Speaker
Description
Shape coexistence is a phenomenon where multiple shapes occur within the same nucleus and has been proposed to exist in all nuclei [1]. In particular, neutron-deficient Pb nuclei near the N=104 mid-shell provide fruitful ground for investigating this phenomenon. Notably, $^{186}$Pb, $^{188}$Pb and $^{190}$Pb isotopes exhibit three distinct shapes near their ground states [2-7]. In the shell-model picture, these three shapes are associated with 0p-0h (spherical), 2p-2h (oblate) and 4p-4h (prolate) multiproton-multihole configuration [8].
Recently, we have performed two complementary in-beam experiments to asses competing shapes in the $^{190}$Pb nucleus: one utilised a simultaneous in-beam γ-ray and conversion electron spectrometry, and the other employed plunger device for lifetime measurements of excited states. These experiments allowed for the reassigning of the yrast band with a predominantly oblate shape, confirmed predominantly prolate shape assignment for the non-yrast band, and discovered a candidate for the spherical 2$^+$ state. These findings highlight the power of combining these two distinct methods to enhance our understanding on shape coexistence.

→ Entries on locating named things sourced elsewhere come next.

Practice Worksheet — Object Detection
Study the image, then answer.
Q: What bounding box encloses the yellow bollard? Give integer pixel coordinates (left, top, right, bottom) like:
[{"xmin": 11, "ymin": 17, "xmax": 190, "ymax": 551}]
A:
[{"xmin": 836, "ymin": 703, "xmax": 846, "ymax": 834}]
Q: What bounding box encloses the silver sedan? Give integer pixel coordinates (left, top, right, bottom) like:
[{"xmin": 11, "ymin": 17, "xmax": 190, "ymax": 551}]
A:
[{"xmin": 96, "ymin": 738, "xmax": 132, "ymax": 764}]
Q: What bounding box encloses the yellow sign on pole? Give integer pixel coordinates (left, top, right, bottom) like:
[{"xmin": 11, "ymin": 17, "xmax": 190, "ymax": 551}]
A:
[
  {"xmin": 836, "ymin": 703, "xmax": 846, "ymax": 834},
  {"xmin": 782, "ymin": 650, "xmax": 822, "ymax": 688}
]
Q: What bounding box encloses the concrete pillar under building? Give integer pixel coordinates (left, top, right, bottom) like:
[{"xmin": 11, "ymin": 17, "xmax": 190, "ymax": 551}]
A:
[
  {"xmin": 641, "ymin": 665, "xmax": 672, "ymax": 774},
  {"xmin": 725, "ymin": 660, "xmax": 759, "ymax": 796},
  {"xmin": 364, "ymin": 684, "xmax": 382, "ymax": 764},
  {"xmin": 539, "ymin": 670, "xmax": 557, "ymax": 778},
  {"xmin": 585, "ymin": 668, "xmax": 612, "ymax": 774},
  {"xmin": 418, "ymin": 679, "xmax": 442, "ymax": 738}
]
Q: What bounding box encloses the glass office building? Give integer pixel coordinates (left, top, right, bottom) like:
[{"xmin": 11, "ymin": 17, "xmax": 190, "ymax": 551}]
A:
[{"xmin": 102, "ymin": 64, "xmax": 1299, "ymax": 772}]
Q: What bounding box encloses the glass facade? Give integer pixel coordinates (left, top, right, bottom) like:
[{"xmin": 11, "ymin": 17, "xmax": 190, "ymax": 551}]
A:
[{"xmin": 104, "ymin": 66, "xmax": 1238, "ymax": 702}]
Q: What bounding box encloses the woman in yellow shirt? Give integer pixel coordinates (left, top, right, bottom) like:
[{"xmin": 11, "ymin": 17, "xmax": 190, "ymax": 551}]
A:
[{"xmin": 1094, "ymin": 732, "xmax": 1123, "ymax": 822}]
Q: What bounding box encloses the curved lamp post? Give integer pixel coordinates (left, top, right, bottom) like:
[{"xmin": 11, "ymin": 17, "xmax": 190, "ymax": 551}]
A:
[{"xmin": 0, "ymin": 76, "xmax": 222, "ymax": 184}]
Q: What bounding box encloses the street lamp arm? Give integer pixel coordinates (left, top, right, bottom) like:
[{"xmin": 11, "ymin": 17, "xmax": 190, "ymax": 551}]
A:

This presentation will cover the latest in-beam experiments in this region performed at the Accelerator Laboratory in Jyväskylä, Finland [3,6,7].
[1] Heyde, K. & Wood, J. L. Phys. Scr. 91, 083008 (2016)
[2] Andreyev, A. N. et al. Nature 405, 430–433 (2000)
[3] Ojala, J. et al. Commun. Phys. 5, 213 (2022)
[4] Bijnens, N. et al. Z. Phys. A, 356, 1 (1999)
[5] Dracoulis, G. et al. Phys. Rev C, 69, 054318 (2004)
[6] Montes-Plaza, A. et al. Comm.phys. 8, 8 (2025)
[7] Papadakis, P. et al. Phys. Lett. B 858, 139048 (2024)
[8] Heyde, K. & Wood, J. L. Rev. Mod. Phys. 83, 1467–1521 (2011).